LG Detmold: Abiturjahrgang als GbR?

A. Sachverhalt (leicht abgewandelt)

Der Abiturjahrgang des A-Gymnasiums plant die Feierlichkeiten für die Zeit nach den Prüfungen, insbesondere den Abiturball. Auf einer Vollversammlung, an der alle 50 volljährigen Schülerinnen und Schüler teilnehmen, wird dazu einstimmig das folgende Prozedere besprochen: Es wird ein gemeinsames Konto eingerichtet, auf das jeder einen Beitrag von 100 Euro einzahlt. Es werden mehrere Komitees gebildet, die sich jeweils um die Organisation einzelner Events und sonstiger Vorhaben kümmern sollen. Die groben Leitlinien, insbesondere die jeweiligen Budgets, werden von der Vollversammlung vorgegeben, die Einzelheiten sollen die jeweiligen Komitees eigenständig und eigenverantwortlich regeln und den Zahlungsverkehr über das gemeinsame Konto abwickeln. Als Abiturballkomittee werden die Schülerinnen und Schüler S1, S2 und S3 benannt, die für den Abiturjahrgang den Saal des Hotel X buchen.
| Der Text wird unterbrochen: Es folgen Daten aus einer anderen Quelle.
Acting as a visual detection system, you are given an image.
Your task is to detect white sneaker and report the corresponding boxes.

Auf der Suche nach einer Band werden S1, S2 und S3 bei der K-GmbH fündig. Bei einem gemeinsamen Gespräch zwischen S1, S2, S3 und der Geschäftsführerin G der K-GmbH werden die Beteiligten sich einig, dass die K-GmbH am 5.7.2015 im Hotel X von 18.15 Uhr bis ca. 23 Uhr mit fünf Musikern und einer Sängerin musikalische Darbietungen für den Abiturjahrgang erbringen wird. Hierfür soll die K-GmbH eine Gage von 1.800 Euro erhalten.

Am Tag darauf später schreiben die Mitglieder des Abiturballkomitees gemeinsam eine Email an die K-GmbH und bitten um weitere Zusatzleistungen der K-GmbH. Diese Sonderwünsche werden von der K-GmbH abgelehnt.
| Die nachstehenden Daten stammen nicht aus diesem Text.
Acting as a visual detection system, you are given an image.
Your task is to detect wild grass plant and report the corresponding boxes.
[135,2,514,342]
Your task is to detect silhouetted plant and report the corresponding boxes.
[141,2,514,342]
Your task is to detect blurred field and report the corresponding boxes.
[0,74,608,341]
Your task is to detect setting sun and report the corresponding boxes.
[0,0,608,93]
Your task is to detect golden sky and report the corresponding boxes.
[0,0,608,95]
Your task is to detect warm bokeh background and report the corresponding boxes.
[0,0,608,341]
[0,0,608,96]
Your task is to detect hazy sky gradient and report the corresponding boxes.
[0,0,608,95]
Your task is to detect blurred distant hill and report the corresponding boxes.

Daraufhin teilt das Abiturballkomitee der K-GmbH mit, dass der Abiturjahrgang kein Interesse mehr an einem Auftritt habe und sich nach einer anderen Band umsehen werde.

Die K-GmbH verlangt von B, einem Mitglied des Abiturjahrgangs, die Zahlung der vereinbarten Vergütung von 1.800 Euro.

Zu Recht?

**B.**Die Entscheidung des LG Detmold (Urteil vom 8.7.2015, Az. 10 S 27/15)

I.** 631 I BGB i.V.m. § 128 HGB analog**

Ein Anspruch der K-GmbH gegen B könnte sich aus § 631 I BGB i.V.m. § 128 HGB analog ergeben.

Dann müsste B Gesellschafter einer rechtsfähigen (Außen-)Gesellschaft bürgerlichen Rechts (GbR) i.S.d. §§ 705 ff. BGB sein, die GbR der K-GmbH die Zahlung des begehrten Betrages schulden (Gesellschaftsschuld) und B dafür analog § 128 HGB haften (Gesellschafterhaftung).

1. **Gesellschaftsschuld**

Zunächst müsste eine Gesellschaftsschuld bestehen.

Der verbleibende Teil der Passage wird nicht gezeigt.